さて、柏原収史を招いてのアコースティック・コーナーだが、柏原が天野に歌わせたいという楽曲をカヴァーするという趣旨で選んだのが、桑田佳祐「白い恋人達」、レミオロメン「粉雪」、Mr.Children「and I love you」の3曲。柏原の中で、自身が好きで、冬の季節に合った男性ヴォーカルの(予想が出来なさそうな)楽曲というコンセプトで選んだようだが、併せて天野がハイトーン・パートをどう歌うのかなという思いもあってセレクトしたという理由も。特に「粉雪」は抑揚激しくフックには突き抜けるような高音があり、「白い恋人達」も終盤にファルセットやフェイクがある。「and I love you」はコーラスパート終わりでのファルセットと後半の転調という難易度の高い展開(元来ミスチルの楽曲は転調やコード進行が変則的だが)があり、なかなか即興では難しいとは思うが、柏原が愛するMr.Children(「ミスチルは僕が曲を作る上での教科書みたいな存在で、ミスチルがいなかったら音楽を続けていなかった」というほどとのこと)の楽曲で、これもファルセットのパートがある。カヴァー・セクションの後に、柏原の楽曲提供による「願い」「憂い」などを披露したが、これらもハイトーンが肝となっている(「憂い」はフックがハイトーン三昧で、なおかつブリッジでその上を行くファルセットが待つという鬼展開)。
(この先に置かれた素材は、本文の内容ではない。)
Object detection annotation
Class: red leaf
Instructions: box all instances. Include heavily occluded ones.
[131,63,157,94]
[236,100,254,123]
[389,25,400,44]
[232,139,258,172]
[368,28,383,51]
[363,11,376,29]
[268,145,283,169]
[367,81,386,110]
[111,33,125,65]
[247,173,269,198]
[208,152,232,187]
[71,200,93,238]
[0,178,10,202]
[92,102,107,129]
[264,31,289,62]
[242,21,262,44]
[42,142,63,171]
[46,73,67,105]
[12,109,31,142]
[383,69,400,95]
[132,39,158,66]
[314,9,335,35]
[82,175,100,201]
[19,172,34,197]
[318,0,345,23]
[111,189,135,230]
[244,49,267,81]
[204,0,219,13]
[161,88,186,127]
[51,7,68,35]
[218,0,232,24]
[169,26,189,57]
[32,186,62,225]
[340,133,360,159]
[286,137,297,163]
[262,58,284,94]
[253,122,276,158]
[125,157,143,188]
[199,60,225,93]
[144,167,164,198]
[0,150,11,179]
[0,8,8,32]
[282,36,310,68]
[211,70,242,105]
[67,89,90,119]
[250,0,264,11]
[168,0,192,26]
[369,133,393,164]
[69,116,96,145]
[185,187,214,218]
これらを踏まえると、総じて柏原はハイトーンやファルセットがある楽曲を好んでいるということに結びつくのだが、実はそれ以外にも裏の狙いがあるのではないか思っている。
というのも、これまでもハイトーンの楽曲を歌ってこなかった訳ではないと思うが、たとえば「恋してBaby!」はヴァースへの導入部分くらいだったりと、コーラスメインのメロディラインでそういった高音を駆使する楽曲はそれほどないような気がする。個人的に天野の初アルバムとなった『Across The Great Divide』において、ラテン調のファンキー・ポップ・ダンサー「True Love」が彼女の新機軸となりえると考えているのだが、やはりアッパーな展開のなかで繰り出すファルセットやハイトーンが耳を惹く。そこでの表現がいっそう豊かになれば、さらに歌唱の懐の深さや引き出しの多さを得られるはず。変なクセのない爽やかな声色でポップスを真摯に歌う姿は、天野のポップ・シンガーとしての魅力でもあるが、それだけでシーンで歌い続けるというのは、なかなかに高いハードルでもある。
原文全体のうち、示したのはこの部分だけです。